I’ve been seeing ways to include my children in my ownplay, and this is also love. Last week, I invited Louisa to join me on my morning run. We raced, breathing smoke, like dragons, in the crystal air. Later, I gave Jeffrey cookies and asked him to make up a poem with me: “Autumn is gold leaves and apple cider / Autumn is striped like a gigantic tiger.” (He told me he’d like to write more poems and put them in a little book. This, I told him, is a dream of mine as well.)
Still, play is just one form of love. I love my children in simple moments of being with them. Frances and I watch a squirrel leap from tree to telephone wire, its tail a burst of softness in the sky; Louisa and I walk home after school, and she tells me about the comic book she’s been writing; we’re all together on a Sunday morning, and there are markers on the table, clothes tumbling in the dryer, muffin crumbs on the counter, books on the floor.
I love my children when we move through our goodnight rituals.
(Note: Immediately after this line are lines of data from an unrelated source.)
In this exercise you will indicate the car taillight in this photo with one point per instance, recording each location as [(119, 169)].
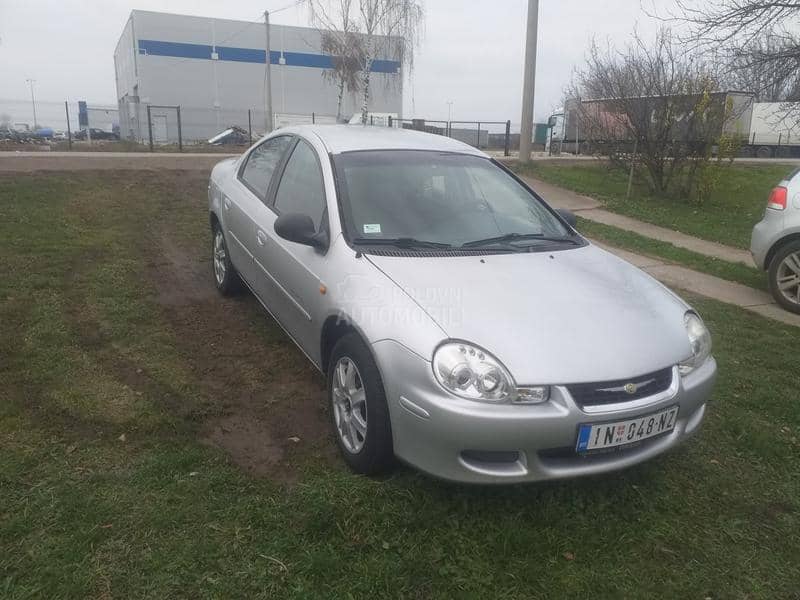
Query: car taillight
[(777, 198)]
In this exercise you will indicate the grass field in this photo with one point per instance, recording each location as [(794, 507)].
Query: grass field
[(727, 216), (145, 452)]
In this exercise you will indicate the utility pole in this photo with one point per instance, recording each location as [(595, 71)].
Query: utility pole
[(529, 82), (268, 120), (33, 102)]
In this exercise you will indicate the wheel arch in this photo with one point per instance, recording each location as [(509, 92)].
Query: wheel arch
[(214, 220), (333, 329), (777, 246)]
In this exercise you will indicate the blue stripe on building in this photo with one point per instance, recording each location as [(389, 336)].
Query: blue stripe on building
[(251, 55)]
I hold Frances and sing her “Twinkle, Twinkle, Little Star”; I snuggle up against Jeffrey’s back and stroke his hair; I lift Louisa’s window shade, and we tilt our faces toward the moon.
I love my children when I place onions in a pan for potato latkes or boil them cinnamon tea, drizzling in great spoonfuls of honey. I love them when we wander together along the aisles of the library, the paths of the park, the edge of the sea.
And I love them, too, when I sit alone. When I release myself to silence. When I say, This time is mine.